I’m a little confused, can someone point me to a solution in terms of settings of postfix or whatever to fix this problem?

What I’m starting to feel here is that I got the pro version so I wouldn’t have to go learn all I can learn about email server setup, I’d love to but I don’t have time, I need a functioning server up an running before the time it would take me to learn all about postfix ways, spamassassin setting and all the newest solution to the SPAM plague. I thought virtualmin would set up a ready to go server with appropriate settings for virtual hosting of many domains with many email accounts each.

First day I found that sasl wouldn’t start by default on debian and it took me a few hours of googling to get that one straigh (while customers are calling me)

Now I’m getting spacop to report the server bounces as SPAM, I’m confused on that one, am I supposed not to send out bounces? that would make my phone ring! here is a link to their “answer” to the problem.
http://www.spamcop.net/fom-serve/cache/329.html
it mentions along with telling me I should avoid using autoresponders and bounces (Try convincing my customers of that one) using “SPF and/or Domain Keys” I know nothing about either and really don’t have time to learn all about it… What is everyone else doing about this?

My next worry/question is on scalability, looking at the postfix configuration files it doesn’t seem like there is much of a configuration to keep the server performing once I move more customers on the server, it looks a lot like a default debian install. I tried that with my previous server and virtualmin GPL, once I got enough email users on it it was on its knees.

I love the webmin way compared to plesk/cpanel I can do server administration the old fashion way through the command line without worrying about anything braking or getting undone by the control panel but I have to say installing those does create a server that is optimized and configured for mass virtual hosting.

Something that bites me about how things are going is that working on a live server with people breathing down my neck when things aren’t working I haven’t really had the time to sit there and document what I had to do to make this or that work right I just googled, tried, googled again, tried again, got things to work but couldn’t really tell you how.
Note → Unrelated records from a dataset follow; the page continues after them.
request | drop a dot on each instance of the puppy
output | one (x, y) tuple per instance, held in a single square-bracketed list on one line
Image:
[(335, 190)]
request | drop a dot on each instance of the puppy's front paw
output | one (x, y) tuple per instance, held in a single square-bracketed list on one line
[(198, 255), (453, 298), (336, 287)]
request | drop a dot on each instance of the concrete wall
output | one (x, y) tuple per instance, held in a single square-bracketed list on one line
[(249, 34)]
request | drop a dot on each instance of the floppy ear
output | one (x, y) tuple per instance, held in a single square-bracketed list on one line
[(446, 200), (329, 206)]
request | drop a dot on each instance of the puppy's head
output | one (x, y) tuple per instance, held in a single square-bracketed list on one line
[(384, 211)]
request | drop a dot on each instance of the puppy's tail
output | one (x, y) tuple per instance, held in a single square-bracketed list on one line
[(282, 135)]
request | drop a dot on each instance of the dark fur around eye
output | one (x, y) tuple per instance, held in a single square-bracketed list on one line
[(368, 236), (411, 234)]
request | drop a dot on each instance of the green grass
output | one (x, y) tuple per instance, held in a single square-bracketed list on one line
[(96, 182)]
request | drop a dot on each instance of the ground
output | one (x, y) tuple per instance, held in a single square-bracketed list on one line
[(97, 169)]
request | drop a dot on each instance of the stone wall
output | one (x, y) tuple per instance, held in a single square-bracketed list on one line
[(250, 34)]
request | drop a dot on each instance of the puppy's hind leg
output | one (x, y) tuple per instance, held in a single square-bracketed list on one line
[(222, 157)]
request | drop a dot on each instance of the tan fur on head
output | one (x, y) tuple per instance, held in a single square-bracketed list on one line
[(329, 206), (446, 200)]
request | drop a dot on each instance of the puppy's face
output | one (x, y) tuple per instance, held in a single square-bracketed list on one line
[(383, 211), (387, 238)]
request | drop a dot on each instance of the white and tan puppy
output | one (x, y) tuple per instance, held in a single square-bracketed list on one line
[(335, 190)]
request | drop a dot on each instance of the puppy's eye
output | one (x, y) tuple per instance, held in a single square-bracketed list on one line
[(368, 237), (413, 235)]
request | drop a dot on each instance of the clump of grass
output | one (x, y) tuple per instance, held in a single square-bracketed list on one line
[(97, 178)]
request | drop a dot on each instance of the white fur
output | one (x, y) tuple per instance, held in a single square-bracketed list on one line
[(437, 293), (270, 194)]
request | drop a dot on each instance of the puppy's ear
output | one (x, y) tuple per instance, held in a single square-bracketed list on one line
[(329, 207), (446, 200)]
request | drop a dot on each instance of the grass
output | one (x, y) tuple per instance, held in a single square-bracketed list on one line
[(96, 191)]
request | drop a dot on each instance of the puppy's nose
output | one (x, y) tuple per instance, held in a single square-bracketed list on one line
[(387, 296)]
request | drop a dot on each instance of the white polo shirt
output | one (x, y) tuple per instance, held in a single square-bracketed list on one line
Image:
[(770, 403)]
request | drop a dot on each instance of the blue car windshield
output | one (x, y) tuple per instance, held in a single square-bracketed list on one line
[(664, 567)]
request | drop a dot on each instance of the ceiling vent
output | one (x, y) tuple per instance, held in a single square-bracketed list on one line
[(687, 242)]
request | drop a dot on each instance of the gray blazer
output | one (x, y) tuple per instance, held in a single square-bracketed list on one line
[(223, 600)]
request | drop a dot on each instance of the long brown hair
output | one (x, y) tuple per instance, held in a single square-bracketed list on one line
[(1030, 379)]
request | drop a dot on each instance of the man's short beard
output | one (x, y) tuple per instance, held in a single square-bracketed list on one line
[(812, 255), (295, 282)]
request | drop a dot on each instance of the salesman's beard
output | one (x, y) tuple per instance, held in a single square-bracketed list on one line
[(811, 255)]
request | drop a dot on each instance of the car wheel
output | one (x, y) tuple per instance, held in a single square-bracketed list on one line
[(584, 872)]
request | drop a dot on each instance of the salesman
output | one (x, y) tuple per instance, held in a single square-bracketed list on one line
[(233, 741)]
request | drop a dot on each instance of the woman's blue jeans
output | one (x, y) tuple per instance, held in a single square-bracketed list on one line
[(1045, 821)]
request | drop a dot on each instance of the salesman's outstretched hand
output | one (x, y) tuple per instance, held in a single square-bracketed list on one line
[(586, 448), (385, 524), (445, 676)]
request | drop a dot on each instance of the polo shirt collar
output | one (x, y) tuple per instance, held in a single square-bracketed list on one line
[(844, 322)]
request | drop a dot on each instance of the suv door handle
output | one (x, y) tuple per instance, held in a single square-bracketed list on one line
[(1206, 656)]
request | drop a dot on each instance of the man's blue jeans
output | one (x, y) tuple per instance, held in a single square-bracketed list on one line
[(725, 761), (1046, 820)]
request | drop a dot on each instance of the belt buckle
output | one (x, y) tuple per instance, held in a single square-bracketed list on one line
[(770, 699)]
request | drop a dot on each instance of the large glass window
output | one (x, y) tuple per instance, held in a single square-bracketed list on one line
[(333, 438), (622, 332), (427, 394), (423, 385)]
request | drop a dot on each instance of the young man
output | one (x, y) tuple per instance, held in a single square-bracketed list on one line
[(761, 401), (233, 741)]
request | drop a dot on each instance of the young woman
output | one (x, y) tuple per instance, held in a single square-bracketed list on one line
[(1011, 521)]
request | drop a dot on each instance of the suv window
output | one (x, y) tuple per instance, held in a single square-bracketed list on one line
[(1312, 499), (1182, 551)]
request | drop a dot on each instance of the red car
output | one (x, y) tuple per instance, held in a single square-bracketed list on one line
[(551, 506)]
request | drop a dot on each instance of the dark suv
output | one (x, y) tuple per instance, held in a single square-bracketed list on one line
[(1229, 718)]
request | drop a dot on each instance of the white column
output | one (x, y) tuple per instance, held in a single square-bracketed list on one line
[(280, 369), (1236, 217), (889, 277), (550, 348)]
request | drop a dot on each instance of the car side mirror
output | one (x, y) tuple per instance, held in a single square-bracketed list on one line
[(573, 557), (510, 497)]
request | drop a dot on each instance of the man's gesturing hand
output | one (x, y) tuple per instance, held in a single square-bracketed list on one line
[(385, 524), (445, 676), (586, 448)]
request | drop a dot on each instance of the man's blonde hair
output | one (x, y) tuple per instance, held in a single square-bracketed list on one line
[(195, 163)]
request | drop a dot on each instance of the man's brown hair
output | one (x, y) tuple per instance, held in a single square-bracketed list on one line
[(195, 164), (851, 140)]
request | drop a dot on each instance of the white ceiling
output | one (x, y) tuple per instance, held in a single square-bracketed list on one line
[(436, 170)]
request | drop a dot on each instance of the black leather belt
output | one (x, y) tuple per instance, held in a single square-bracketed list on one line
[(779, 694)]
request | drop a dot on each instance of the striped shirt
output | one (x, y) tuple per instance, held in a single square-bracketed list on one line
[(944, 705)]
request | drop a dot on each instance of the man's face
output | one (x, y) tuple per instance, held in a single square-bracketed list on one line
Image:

If not all of it can be automated by the install script, should we come up with a series of how-to / config files / snippets… I’m sure virtualmin servers don’t differ that much in terms of configuration, we’re all doing the same thing virtual hosting, many domains each with many emails.
Can we come up with a collections of steps to get all things configured for the best performance / stability / security.

Hey Rick,

Debian and Ubuntu has given me a bit more to chew on than I expected. Everything that you’re running into should be automatic (or very nearly), and on every other system we support, it is. While I like Debian and Ubuntu quite a bit, the failure to include sensible defaults for common services is an area where the platform really falls down, IMHO.

But, we are automating setting up those defaults as we speak. Every new release of install.sh and virtualmin-base adds more to the complete picture, and I believe we’re down to just a couple of outstanding issues.

All of that said, I would be happy to login to your box and correct all of the issues you’re seeing–all of the issues are now understood, I think, so we can fix them quite rapidly and without any down time or hassle for your customers.

I’m not actually sure what you’re seeing in this particular thread…SPF records should be setup by default (you can check by looking at the hosts files in the named directory…I think that’s /etc/bind on Debian).

Scalability…I’d be surprised if you see any performance problems that aren’t caused by spam/AV filtering (which isn’t something we can reduce beyond supporting querying spamd via spamc and using the daemon version of clam, which we do support in recent versions). Postfix is viciously fast right out of the box. But when people bring us real scalability issues we’ll fix them. Let us know when you start seeing performance degradations and we’ll help you work through them.